What causes food poisoning?
Food poisoning can be caused by bacteria, viruses, parasites or toxins found in contaminated or spoiled foods. When a person eats contaminated food, these organisms or chemicals enter the body through the digestive system. TIll now, about 250 types of food poisoning have been categorised, mostly depending on which pathogen has infected you.
In most cases, your symptoms will ease up on their own through self-care measures and/or medication. However, in many cases you may need medical attention and your doctor will require diagnostic tests to find out which pathogen has entered your body. In these cases, food poisoning is most likely to be caused by:
- Norovirus - Commonly found in undercooked seafood (mainly shellfish)
- Salmonella - Usually found in chicken and chicken products like raw eggs, salmonella causes many hospitalisations and complications
- Staph - Usually caused when an infected person transfers the bacteria to food during preparation
- Trichinella spiralis - This worm parasite mostly infects the body from raw or undercooked meats (mainly pork)
In some cases, food poisoning can get severe and require serious medical attention, usually when either one of the following is the main cause of the infection:
- E.Coli - This bacteria resides in the intestines of animals but can be found in any food products that have come into contact with an infected animal’s waste matter.
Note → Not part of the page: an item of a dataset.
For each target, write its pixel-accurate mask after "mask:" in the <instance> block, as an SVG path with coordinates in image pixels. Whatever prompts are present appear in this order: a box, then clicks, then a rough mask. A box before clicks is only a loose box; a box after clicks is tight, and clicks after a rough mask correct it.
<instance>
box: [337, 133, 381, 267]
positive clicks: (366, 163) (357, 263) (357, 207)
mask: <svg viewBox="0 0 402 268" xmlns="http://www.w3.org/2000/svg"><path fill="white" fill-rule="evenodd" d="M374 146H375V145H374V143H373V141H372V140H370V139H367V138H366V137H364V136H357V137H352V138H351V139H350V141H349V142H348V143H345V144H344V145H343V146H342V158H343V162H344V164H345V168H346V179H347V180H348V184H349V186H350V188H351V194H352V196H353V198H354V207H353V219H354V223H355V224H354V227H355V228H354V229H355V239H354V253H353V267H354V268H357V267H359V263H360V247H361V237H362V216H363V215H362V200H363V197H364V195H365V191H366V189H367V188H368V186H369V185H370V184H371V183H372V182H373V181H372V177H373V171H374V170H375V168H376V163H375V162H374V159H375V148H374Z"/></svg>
This can include vegetables, meats, milk, or other items. E.coli can be harmless or severe depending on the strain of bacteria.
- Listeria - This extreme bacteria can survive and thrive in cold temperatures (including your fridge) and is usually found in smoked meats and fish, deli meats, various cheeses and even ice cream. Untreated listeria poisoning can lead to complications like the bacteria entering the bloodstream and even death.
How is Food Poisoning treated?
Treatment for food poisoning will usually depend on your symptoms, only the most severe cases will require hospitalisation:
- Drinking water is one of the most important measures to take to avoid dehydration
- Resting also helps
- Simple, non-solid or light foods should be eaten till nausea has passed
- Medications for nausea or vomiting (this should only be taken under medical supervision)
- Hospitalisation may involve IV treatments to combat dehydration, antibiotics or anti-toxins
If the food poisoning is not serious, it will usually pass once your body gets rid of the pathogen through vomiting and diarrhoea. Inform your doctor immediately as soon as you suspect that you may have food poisoning.
Food poisoning can quickly turn from a minor issue into a major medical condition if proper care is not taken. Even if you do not need to be hospitalised, you should still consult your doctor on the best steps to take at home to avoid your condition getting worse. Additionally, you need to maintain proper hygiene, especially with food preparation. This included boiling or cooking foods to a certain temperature to kill any pathogens, washing your hands regularly whenever you prepare food and avoiding stale, spoiled or raw, unpasteurized foods.